The bill was successful in Texas’ 84th legislative session in 2015 and picked up some Senate amendments that increased the scope of the tax incentives. Nacogdoches rejoiced when Governor Greg Abbott signed the measure.
To see the hotel today, it is hard to imagine it as anything other than resplendent. Memories of the years it spent in disrepair or closed quickly fade. On a cool spring day, the kidney-shaped pool, iconic in its heyday, sparkles brightly in the sharp sun. The shrieks of three children pierce the air. Their mother trails behind them, towels in hand. Servers bustle to poolside tables for 1st City Café, one of two restaurants on the premises, in addition to a bar. Inside 1st City, the lunchtime crowd, an eclectic mix of professionals in business attire and guests clad in more casual clothing, fills the dining room. Tables are dotted with enticing Southern-inspired appetizers such as fried green tomatoes with pork belly and bacon jam and house specials such as fried pork chops smothered in gravy.
The food is at once comfortable and familiar, yet inviting and exciting, just like the Fredonia Hotel.

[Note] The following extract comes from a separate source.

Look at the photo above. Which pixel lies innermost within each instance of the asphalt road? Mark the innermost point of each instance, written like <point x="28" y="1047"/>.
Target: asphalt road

When locals speak of the hotel then and now, they sound as though it belongs to them. That is perhaps because at one time, it literally did. The Fredonia was built as a community hotel. Stock was sold in $100 increments to residents and business leaders to finance it. More than 1,100 businessmen bought shares.
The hotel opened April 1, 1955, and for the better part of a decade, the hotel was a jewel in the state’s oldest city. But by the mid-1960s, occupancy was declining, in many ways a victim of the success the hotel brought to the city that birthed it.
The Fredonia was built to attract conventions, tourists and travelers from Houston, Dallas and Shreveport. Once it was built, the people came in droves—but so did other hoteliers in Nacogdoches and Lufkin. In the late 1960s, the hotel was sold at a loss to a businessman in Diboll. It changed hands several more times before the DeWitts stepped in with their grand vision to restore it to its former glory.
And glorious it is. When you walk into the lobby, your heels click on the original floors, buffed to a gleaming shine. The exposed brick wall across from the check-in desk lends grandeur to the space now. Years of paint were removed by hand, and the impact is striking. To the right of the desk, a floating staircase draws your eye upward, just as it did in 1955. In the ’70s and ’80s, it was encased and hidden, but now guests can pass breezily underneath it. Beautiful flowers and majestic trees dot the lush green space surrounding the hotel, and floor-to-ceiling windows allow for an unobstructed view of the landscape. Sitting on the midcentury modern furniture in the sun-drenched lobby is transportive—not back in time but to a refined present.
Merging the past with the present works well in Nacogdoches, where history plays a paramount role.
“This is the birthplace of Texas,” Clardy says. “Before any of us got here, 300 years ago in 1716, the city of Nacogdoches was established. There is a lot [of] historic tourism here, a lot of regional tourism. We have a big arts community and a major university, Stephen F. Austin University.
“If you look at a map, between Dallas, Shreveport, New Orleans and Houston, it is the only hotel convention center in this whole big area. Not only that, it’s also the coolest,” Clardy says with a knowing wink.
“Cool” is the perfect way to describe this beautiful boutique hotel. There has always been good reason to visit Nacogdoches, and now guests can enjoy luxe accommodations at the Fredonia when they come.
“People don’t realize how much there is to do in Nacogdoches,” Russell says. “The Fredonia Hotel acts as a gateway to downtown and the city as a whole.”